His reason being that, rather than something to shy away from, it should actually be embraced.
“Listen, this is where we all want to be. You’ve got to take it on board and enjoy it. Every day, no matter what job you do, there is pressure. Whether that’s football, working in a factory or whatever else. If you can’t enjoy being where we are, well, let’s be honest, it’s a bit of a struggle isn’t it.”
Five points clear at the top of the League One table with 15 games remaining, life is pretty good at Sheffield United right now. But, speaking ahead of tonight’s visit to Bristol Rovers, Chris Wilder’s assistant admitted his theory about coping with high expectations is about to face a very stern test. Darrell Clarke’s side caused all manner of problems at Bramall Lane earlier this season before, following Jermaine Easter’s dismissal, eventually succumbing to a narrow defeat.
“Bristol Rovers are a team we know well,” Knill, deputising for Wilder at yesterday’s pre-match media conference, said. “They will always have a right go at you. It was a tough game at home and away will be no different. But, if we play well, then hopefully it will be a tough game for them as well.”
United stretched their lead over second-placed Scunthorpe when they triumphed 1-0 at Peterborough last weekend. Billy Sharp’s 20th goal of the season proved enough to settle a breathless contest between two attack-minded teams.
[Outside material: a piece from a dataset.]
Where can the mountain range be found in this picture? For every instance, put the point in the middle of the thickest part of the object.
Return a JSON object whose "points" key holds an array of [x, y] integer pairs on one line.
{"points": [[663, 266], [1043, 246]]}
Ultimately, though, United prevailed thanks to their impermeable defence.
“It was an amazing win and, I’ve got to say, a really tough game,” Knill added.
“I remember Chris saying on the line ‘It’s going to take one goal to win it.’ Fortunately it fell to us.”
Having been breached eight times in three outings during what Wilder recently described as a “mini-blip”, United’s rearguard travelled to the south-west hoping to complete a hat-trick of clean sheets after shutting-out AFC Wimbledon earlier this month.
“The clean sheets are massive,” Knill said. “For us to get to where we want to be, we need to keep those. We had a long chat with the lads at the back beforehand, some of the goals we’d conceded we weren’t happy with and certain things we weren’t happy with, so we did some work on the training pitch. But you can only do so much work on the training ground. It’s the players themselves who take that out on the pitch.”
“The big bit is the balance,” Knill added. “It’s chopped and changed through injury and suspension but whoever has come in as looked comfortable. So we’re fortunate in that regard. Even if we change from a three to a four to a two, they are comfortable with that as well.”
Jake Wright’s return to the starting eleven has coincided with United’s improved performances at the back.
With Ethan Ebanks-Landell pressing for a recall after recovering from a hip problem Knill, himself a former centre-half, said: “Jake is a proper professional. Whatever he is doing here, he’s done all the way through his career. He’s a leader and he helps and organises. The game has changed but you’re a defender first surely? I’ve got to say, though, he’s also really good on the ball. He can move it around the pitch. And, more than anything, he’s just a calming influence with the younger players. But he’s not the only one.”
“That group is a real good group,” Knill added. “And that’s what they are, a group of defenders. They rarely question, they just get their heads down and get on with it. If you’ve got really good players that want to work and want to be better, that’s a good position to be in.
“It’s very rare that we come off the training ground and think ‘That was rubbish today.’ Normally we say ‘That was really good.’ You don’t always get that approach. I’ve been a clubs before with good players but this lots demands of each other ever single day. That’s why it’s worked so far. And they want to do more. Sometimes we have to pull them back. But to see good players want to work even more, well, you can’t put a price on that.”
United’s attack has performed consistently all season, scoring 70 goals in 32 outings. The arrival of Jay O’Shea from Chesterfield - he made his debut as a second-half substitute at London Road - has provided Wilder with another tantalising option going forward.
“Jay is a good player, he knows the league and he scores goals,” Knill said. “It wasn’t a difficult decision for us when we knew we could get him.
“We’re not asking players to do things they can’t do. Probably the first question we ask a player is ‘Where do you think you are best?’ Then, if that’s where they are, then it’s down to the player isn’t. No round pegs in square holes.”